From the Wikipedia article on Function (mathematics):
A function is a process or a relation that associates each element $x$ of a set $X$, the domain of the function, to a single element $y$ of another set $Y$ (possibly the same set), the codomain of the function. (...) The domain and codomain are not always explicitly given when a function is defined, and, without some (possibly difficult) computation, one knows only that the domain is contained in a larger set. Typically, this occurs in mathematical analysis, where "a function from $X$ to $Y$" often refers to a function that may have a proper subset of $X$ as domain. For example, a "function from the reals to the reals" may refer to a real-valued function of a real variable, and this phrase does not mean that the domain of the function is the whole set of the real numbers, but only that the domain is a set of real numbers that contains a non-empty open interval; such a function is then called a partial function.

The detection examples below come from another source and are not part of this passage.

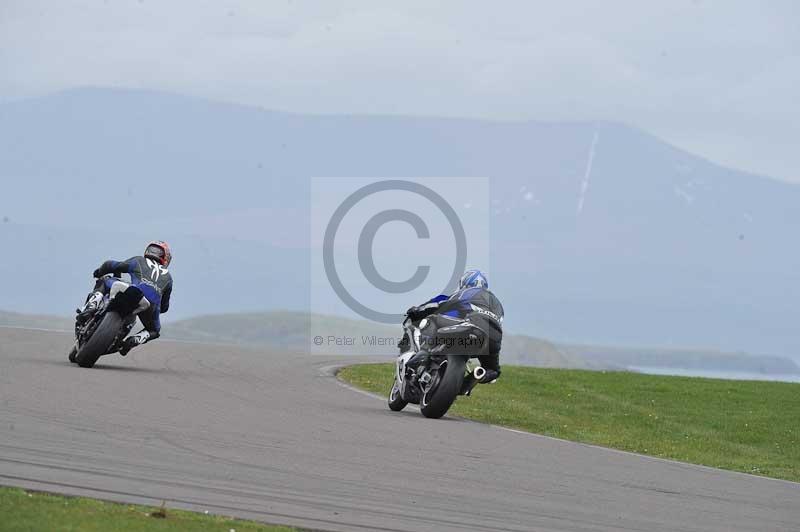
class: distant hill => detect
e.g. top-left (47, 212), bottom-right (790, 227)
top-left (0, 310), bottom-right (75, 331)
top-left (0, 311), bottom-right (800, 375)
top-left (165, 311), bottom-right (587, 368)
top-left (561, 345), bottom-right (800, 375)
top-left (0, 88), bottom-right (800, 358)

From the Wikipedia article on Partial function:
In real and complex analysis, a partial function is generally called simply a function.

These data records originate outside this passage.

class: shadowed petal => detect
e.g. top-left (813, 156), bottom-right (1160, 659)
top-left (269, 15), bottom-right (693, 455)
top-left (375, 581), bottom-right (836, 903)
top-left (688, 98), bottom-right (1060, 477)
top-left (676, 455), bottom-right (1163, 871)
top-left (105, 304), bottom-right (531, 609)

From the Wikipedia article on Domain of a function:
Given a function $f\colon X\to Y$, the set $X$ is the domain of $f$; the set $Y$ is the codomain of $f$. (...) The image of $f$ can be the same set as the codomain or it can be a proper subset of it; it is the whole codomain if and only if $f$ is a surjective function, and otherwise it is smaller.
Sentence 1: A function is a process or a relation that associates each element $x$ of a set $X$, the domain of the function, to a single element $y$ of another set $Y$ (possibly the same set), the codomain of the function.
Sentence 2: A function from $X$ to $Y$ often refers to a function that may have a proper subset of $X$ as domain.
Doesn't sentence 1 contradict sentence 2?
Using sentence 1, $$\tan\colon\mathbb{R}\to\mathbb{R}$$ is nonsecial, since $\frac{\pi}{2}\in\mathbb{R}$ and $\tan\frac{\pi}{2}\notin\mathbb{R}$, but using sentence 2, it makes sense, as the domain of $\tan$ (when viewed as a function to $\mathbb{R}$) is a subset of $\mathbb{R}$.
Since the image can be a proper or improper subset of the codomain, is there a mathematical term for a proper subset of the domain? Because this is exactly what is needed to get rid of the ambiguity.
Also, notice the word "open" in
(...) the domain is a set of real numbers that contains a non-empty open interval (...)
in the first paragraph of this post. Why does it have to be open? And how would one even go about open intervals in case of functions acting on some natural numbers only?